Unlike the pedals found in your car a car, the rudder pedals on an airplane do three things. They allow a pilot to steer on the ground left and right, turning the nosewheel up to six degrees either way at full deflection. They also control the rudder, which is most essential when flying on one engine when pilots need to counter the yaw associated with an engine failure, or when landing in a crosswind when pilots will use the rudder to align the airplane with the runway just before touching down.
While there may not be much ‘art’ to it, I enjoy trying to make frequent but tiny corrections while going down the runway since anyone sitting in the very back will feel each movement of the rudder. It’s also nice to avoid taking off directly down the center of the runway, since runway centerline lights are installed there which create a banging noise each time the nosewheel tire runs over them. So offsetting just a foot to the right or left is a common practice.
I’ve noticed after takeoff when climbing (I’m always listening to make sure the engines are running) that the speed of the engines will slow down a little even though we haven’t reached are cruising altitude. Why?
Most airplanes have a limitation by the manufacturer for the takeoff power setting not to exceed five minutes. To make sure pilots don’t close in on that limitation, the procedure at almost every airport in the U.S. is to reduce the power at 1000 feet (1500 feet in Europe) by selecting ‘climb power’ which is slightly less thrust than takeoff power.
Some airports, most notably Orange County in Santa Ana, California have special procedures where the power must be reduced even more aggressively after takeoff as a way to ‘reduce the volume’ when flying over noise-sensitive residential areas.
Susan asks an unusual question:
While flying from Fresno to Dallas, the cockpit announced an actress’s name upon take off and landing.
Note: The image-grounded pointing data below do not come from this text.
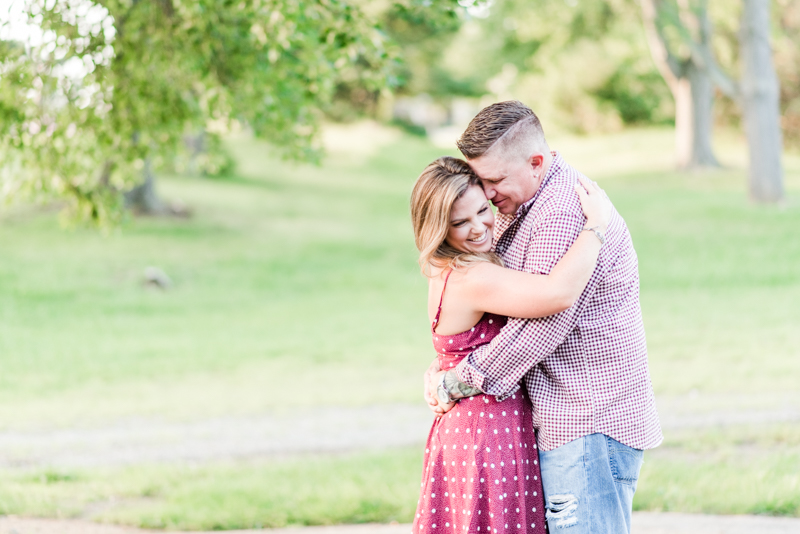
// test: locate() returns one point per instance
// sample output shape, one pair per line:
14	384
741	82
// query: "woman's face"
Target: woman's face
471	222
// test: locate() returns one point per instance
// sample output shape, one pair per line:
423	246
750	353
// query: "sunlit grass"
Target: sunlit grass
369	487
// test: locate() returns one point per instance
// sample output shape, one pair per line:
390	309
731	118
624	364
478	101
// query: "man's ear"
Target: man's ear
536	160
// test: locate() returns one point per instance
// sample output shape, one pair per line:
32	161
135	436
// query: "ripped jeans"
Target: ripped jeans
589	485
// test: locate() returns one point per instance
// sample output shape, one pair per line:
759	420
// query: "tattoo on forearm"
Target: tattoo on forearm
458	389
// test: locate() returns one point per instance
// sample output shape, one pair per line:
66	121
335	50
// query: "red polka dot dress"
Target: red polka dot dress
481	470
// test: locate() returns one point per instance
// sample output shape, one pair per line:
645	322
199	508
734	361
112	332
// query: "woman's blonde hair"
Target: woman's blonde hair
438	187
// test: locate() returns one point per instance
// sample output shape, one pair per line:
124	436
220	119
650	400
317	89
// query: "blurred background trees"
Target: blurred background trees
100	95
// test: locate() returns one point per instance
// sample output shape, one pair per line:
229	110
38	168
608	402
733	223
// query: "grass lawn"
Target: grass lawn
292	275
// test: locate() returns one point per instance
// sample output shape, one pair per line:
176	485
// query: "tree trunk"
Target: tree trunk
692	87
702	88
760	103
694	98
143	197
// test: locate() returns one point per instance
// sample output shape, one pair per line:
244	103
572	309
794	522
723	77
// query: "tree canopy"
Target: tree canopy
113	85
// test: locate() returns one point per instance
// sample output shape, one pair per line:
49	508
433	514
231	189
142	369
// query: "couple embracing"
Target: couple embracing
540	386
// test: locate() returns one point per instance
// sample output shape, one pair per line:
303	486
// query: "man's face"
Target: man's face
508	182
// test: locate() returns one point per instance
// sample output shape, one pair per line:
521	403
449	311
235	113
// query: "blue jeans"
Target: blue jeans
589	485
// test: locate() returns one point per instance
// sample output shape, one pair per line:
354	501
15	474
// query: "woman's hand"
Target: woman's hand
595	203
434	403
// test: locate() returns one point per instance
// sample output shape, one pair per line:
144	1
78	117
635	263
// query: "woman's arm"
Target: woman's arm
493	289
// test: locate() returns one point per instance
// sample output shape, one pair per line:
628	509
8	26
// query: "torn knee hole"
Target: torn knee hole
561	510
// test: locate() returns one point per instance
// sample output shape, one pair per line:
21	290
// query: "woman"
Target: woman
481	471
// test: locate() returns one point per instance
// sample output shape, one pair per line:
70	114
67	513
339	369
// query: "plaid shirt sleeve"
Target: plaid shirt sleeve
497	368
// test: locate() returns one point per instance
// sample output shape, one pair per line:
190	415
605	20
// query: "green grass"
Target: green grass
747	470
289	275
370	487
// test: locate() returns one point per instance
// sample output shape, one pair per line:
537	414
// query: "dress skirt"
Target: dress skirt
481	471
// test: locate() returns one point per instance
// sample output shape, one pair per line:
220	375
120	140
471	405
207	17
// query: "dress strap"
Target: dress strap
441	299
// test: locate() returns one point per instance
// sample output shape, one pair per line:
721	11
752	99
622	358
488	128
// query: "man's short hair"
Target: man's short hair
509	121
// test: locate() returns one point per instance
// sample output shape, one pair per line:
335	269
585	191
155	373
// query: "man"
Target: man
585	369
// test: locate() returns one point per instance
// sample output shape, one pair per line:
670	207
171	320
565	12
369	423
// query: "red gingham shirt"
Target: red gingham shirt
585	368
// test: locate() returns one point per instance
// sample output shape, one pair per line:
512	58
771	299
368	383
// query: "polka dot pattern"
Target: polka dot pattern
481	470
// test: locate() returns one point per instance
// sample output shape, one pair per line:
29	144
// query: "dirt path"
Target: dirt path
643	523
323	429
136	441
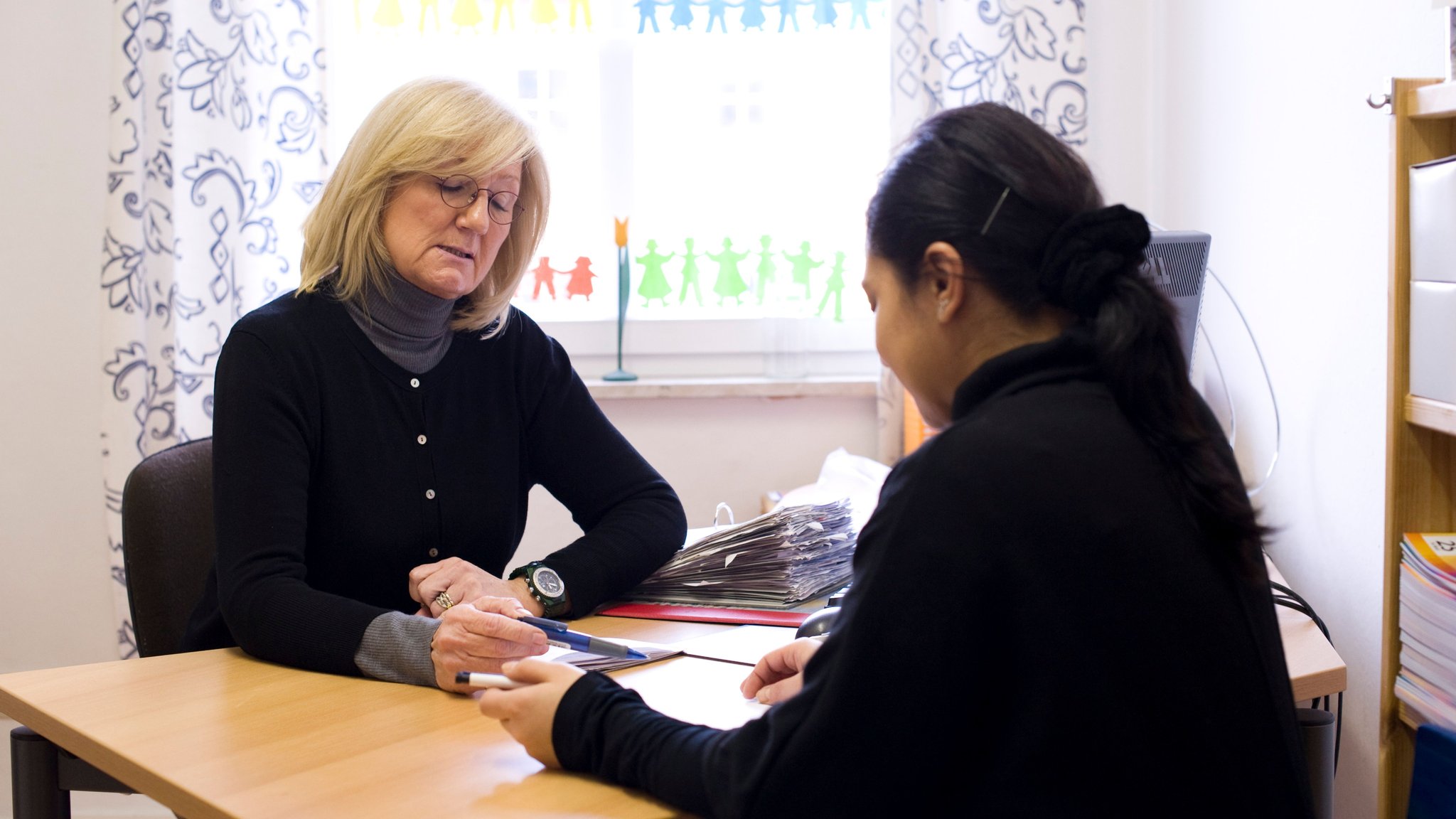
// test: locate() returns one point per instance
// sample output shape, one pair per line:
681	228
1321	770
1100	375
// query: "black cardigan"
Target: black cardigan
337	471
1036	628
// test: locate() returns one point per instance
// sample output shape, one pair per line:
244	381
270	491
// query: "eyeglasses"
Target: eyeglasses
461	191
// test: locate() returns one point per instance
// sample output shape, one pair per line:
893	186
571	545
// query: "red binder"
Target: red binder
710	614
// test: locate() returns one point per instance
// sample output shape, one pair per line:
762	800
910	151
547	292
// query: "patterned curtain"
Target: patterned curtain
216	154
1022	54
951	53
What’s that about?
I have no idea. Has anyone else out there heard this? You do have me curious though; which actress?
I fly a local airline inter-island in hawaii and to the west coast. On preparing for landing everyone is asked of course for seat to be put upright, tray tables closed and fastened, but they also ask that window shades be opened. Why? I couldn’t figure this one out.
Since it’s not a procedure at my airline, I can only guess the reason. Just as there are airlines that require cabin lighting to be dimmed during landing, perhaps the Hawaiian carrier wants to improve the flight attendant’s ability to assess any potential problems during or after landing. This requirement seems to be more common among non-U.S. carriers.
During a recent televised emergency landing of an MD-80, passengers were asked to lower their shades. I’ve never come up with a good reason for this, but I’m sure someone out there knows. Anyone?